Nos casos mais caricatos, [os opositores às demonstrações do investigador] limitam a sua opinião a contestar as hipóteses colocadas por Braamcamp Freire com preconceitos, alguns ridículos, como por exemplo: dizer que se ele tivesse sido ourives não se queixaria da falta de dinheiro. Não vale a pena dizer nada sobre isto, pois qualifica quem faz a afirmação. Mas a maioria é por não saber o que era um ourives nos séculos xv e xvi, relacionando o autor dos autos com os ourives actuais ou com os do século dezanove, para assim lhe inventarem um local de nascimento e até uma família! E o que é espantoso e lamentável, é que muitas das publicações ditas científicas, e sobretudo aquelas produzidas por organismos ligados à investigação, venham repetindo essas fantasias, assim como as afirmações ridículas que denunciámos, tomando-as e fornecendo-as ao público e a organismos internacionais, como hipóteses válidas! [p.242]
Podemos dizer (...), que podendo haver inúmeras pessoas com esse mesmo nome [Gil Vicente], e Braamcamp Freire encontrou alguns coetâneos, ou sensivelmente do mesmo tempo, já seria mais difícil, senão uma impossibilidade, que estivessem no mesmo lugar com idades muito próximas, convivendo com os mesmos outros, frequentando o mesmo meio social, e ainda mais no seio de uma elite, convivendo com a Corte portuguesa, e logo, todos eles pessoas de excepção, e não haver um único documento que os diferencie.

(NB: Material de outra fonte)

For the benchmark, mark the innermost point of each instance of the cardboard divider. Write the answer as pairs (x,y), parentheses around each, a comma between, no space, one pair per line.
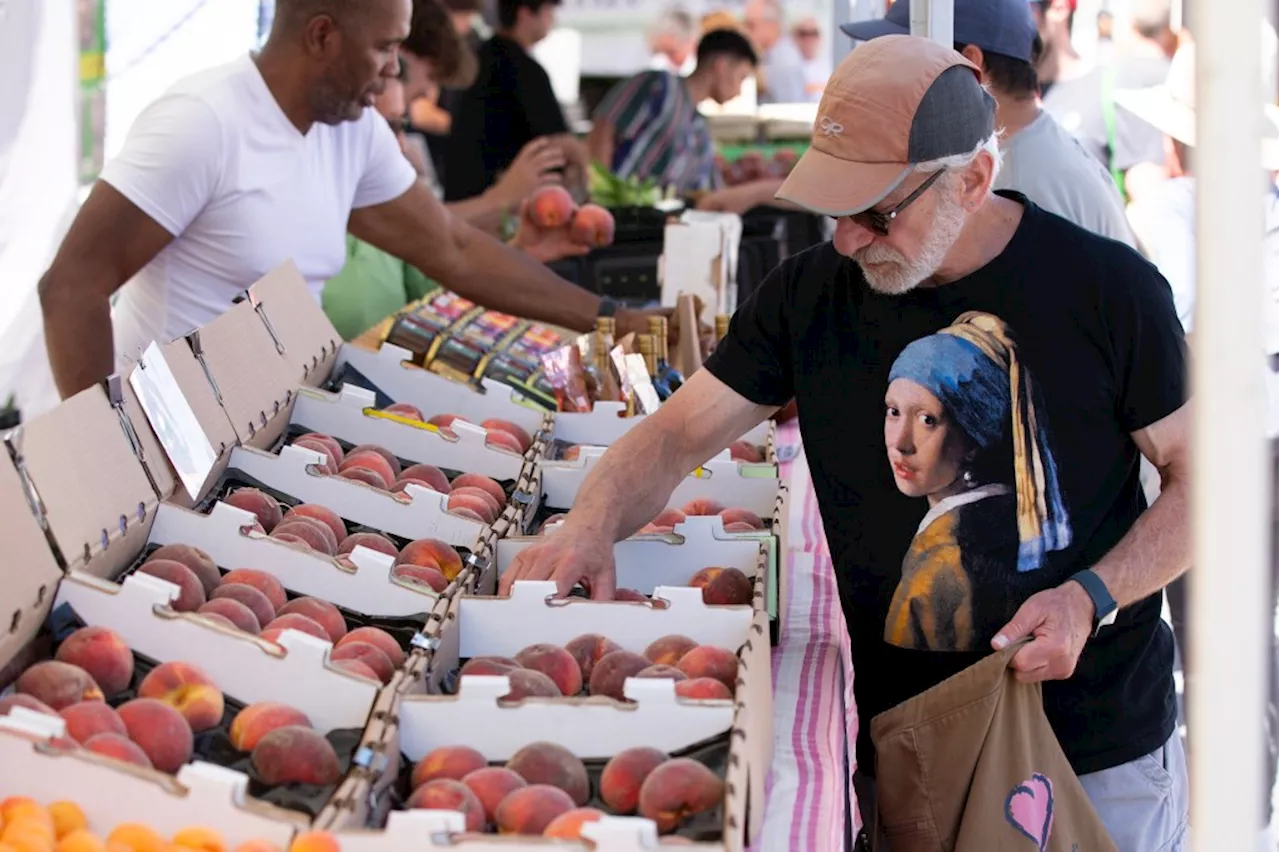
(392,371)
(112,793)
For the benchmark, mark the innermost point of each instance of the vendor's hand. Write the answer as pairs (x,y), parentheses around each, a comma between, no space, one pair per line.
(568,557)
(1059,623)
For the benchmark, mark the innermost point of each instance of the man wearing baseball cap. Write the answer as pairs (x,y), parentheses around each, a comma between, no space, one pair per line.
(1041,159)
(949,349)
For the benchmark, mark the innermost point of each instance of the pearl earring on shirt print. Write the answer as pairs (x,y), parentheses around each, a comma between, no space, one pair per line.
(965,431)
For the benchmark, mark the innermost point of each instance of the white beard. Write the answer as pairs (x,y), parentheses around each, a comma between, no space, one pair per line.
(897,275)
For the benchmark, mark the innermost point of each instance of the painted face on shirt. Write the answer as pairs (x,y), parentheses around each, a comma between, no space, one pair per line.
(926,448)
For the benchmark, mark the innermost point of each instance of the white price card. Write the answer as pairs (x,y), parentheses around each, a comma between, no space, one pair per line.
(173,420)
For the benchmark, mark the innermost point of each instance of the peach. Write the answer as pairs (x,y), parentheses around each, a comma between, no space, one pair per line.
(677,789)
(187,690)
(324,514)
(568,827)
(668,649)
(451,761)
(191,591)
(200,563)
(374,462)
(547,763)
(320,612)
(448,795)
(316,534)
(296,755)
(87,719)
(624,777)
(379,639)
(703,508)
(389,457)
(433,476)
(433,553)
(530,810)
(58,685)
(703,690)
(103,654)
(723,586)
(378,663)
(259,719)
(248,596)
(588,650)
(160,732)
(261,581)
(708,662)
(492,784)
(296,622)
(420,576)
(232,613)
(554,663)
(260,503)
(593,225)
(371,540)
(612,672)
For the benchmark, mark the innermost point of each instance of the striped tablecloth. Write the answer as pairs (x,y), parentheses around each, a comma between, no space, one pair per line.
(814,718)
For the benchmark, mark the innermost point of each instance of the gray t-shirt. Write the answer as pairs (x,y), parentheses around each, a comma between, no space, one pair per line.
(1048,165)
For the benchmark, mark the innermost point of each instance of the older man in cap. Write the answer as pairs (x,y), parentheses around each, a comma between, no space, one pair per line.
(1072,366)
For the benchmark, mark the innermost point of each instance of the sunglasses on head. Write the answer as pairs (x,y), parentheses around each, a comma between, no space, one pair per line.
(878,220)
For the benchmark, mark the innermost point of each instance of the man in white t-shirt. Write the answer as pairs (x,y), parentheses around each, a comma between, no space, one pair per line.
(272,157)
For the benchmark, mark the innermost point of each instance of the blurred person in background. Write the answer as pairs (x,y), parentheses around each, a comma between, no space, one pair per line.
(510,105)
(781,65)
(673,42)
(1040,159)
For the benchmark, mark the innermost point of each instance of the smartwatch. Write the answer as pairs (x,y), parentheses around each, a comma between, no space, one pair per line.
(1105,608)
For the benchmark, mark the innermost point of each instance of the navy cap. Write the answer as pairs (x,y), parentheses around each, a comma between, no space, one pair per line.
(1002,27)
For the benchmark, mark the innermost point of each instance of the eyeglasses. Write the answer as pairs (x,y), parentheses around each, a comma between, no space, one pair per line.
(878,221)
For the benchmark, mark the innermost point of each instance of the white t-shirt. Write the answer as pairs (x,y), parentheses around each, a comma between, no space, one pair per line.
(218,164)
(1048,165)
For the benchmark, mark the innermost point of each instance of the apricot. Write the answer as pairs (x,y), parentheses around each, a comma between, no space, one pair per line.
(547,763)
(159,731)
(296,755)
(677,789)
(200,563)
(530,810)
(58,685)
(103,654)
(371,540)
(248,596)
(448,795)
(588,650)
(420,576)
(723,586)
(87,719)
(379,639)
(324,514)
(492,784)
(624,777)
(259,719)
(433,553)
(708,662)
(232,613)
(612,672)
(296,622)
(191,591)
(449,761)
(371,656)
(668,649)
(265,507)
(118,747)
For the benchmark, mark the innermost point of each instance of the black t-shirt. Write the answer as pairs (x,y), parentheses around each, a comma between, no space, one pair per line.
(1100,355)
(510,105)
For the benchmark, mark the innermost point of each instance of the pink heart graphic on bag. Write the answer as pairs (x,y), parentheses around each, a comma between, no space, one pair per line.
(1029,809)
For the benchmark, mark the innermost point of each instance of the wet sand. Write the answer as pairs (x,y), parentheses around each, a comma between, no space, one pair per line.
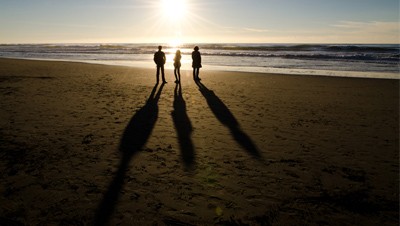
(84,144)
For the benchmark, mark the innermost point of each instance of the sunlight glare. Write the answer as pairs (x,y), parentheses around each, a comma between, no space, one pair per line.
(174,10)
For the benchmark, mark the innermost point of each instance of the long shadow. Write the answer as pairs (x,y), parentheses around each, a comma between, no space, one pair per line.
(135,136)
(225,116)
(183,128)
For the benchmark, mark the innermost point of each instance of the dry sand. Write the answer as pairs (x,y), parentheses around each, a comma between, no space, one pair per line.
(89,144)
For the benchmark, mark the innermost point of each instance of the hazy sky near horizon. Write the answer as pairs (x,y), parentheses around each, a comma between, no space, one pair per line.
(198,21)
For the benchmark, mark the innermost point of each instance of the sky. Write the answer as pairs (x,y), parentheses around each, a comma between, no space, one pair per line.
(199,21)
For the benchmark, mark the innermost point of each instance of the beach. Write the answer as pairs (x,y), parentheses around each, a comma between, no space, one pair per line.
(87,144)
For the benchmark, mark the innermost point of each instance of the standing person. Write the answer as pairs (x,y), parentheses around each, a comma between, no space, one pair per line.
(159,59)
(177,66)
(196,63)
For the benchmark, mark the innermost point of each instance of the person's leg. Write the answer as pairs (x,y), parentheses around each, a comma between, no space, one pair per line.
(197,73)
(158,74)
(176,76)
(162,73)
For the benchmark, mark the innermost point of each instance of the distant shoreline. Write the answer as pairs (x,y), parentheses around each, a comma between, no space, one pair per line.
(338,60)
(150,65)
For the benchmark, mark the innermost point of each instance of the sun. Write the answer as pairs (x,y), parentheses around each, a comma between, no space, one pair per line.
(173,10)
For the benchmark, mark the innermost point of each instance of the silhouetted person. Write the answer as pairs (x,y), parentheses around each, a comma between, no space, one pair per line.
(159,59)
(196,64)
(177,66)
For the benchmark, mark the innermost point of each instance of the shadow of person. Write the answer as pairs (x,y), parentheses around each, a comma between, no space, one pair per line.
(183,128)
(225,116)
(135,136)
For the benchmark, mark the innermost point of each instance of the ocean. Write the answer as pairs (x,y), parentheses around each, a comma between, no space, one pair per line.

Ora, assim sendo, se essas pessoas com o mesmo nome estivessem no mesmo lugar e ao mesmo tempo, perante tal meio social de elite, toda a documentação sobre essas pessoas embora pouca, deveria distinguir exactamente tais pessoas com outros apelidos, que de alguma forma as pudesse identificar com precisão. Não só a documentação, mas também as raras referências existentes! Logo, também o Garcia de Resende, muito em especial na sua Miscelânea, deveria ter distinguido com precisão o Gil Vicente ourives, do Gil Vicente do teatro, do pintor, do escultor, do alfaiate, do mestre de retórica, etc., pois todos eles seriam seus contemporâneos, e senão todos, a maior parte deles teriam convivido com ele na Corte, do início ao fim da sua vida.
Pensamos que esta questão, se existisse, e houvesse que a resolver, então seria demonstrar que teriam sido pessoas distintas, o que seria fácil… [p.243-244]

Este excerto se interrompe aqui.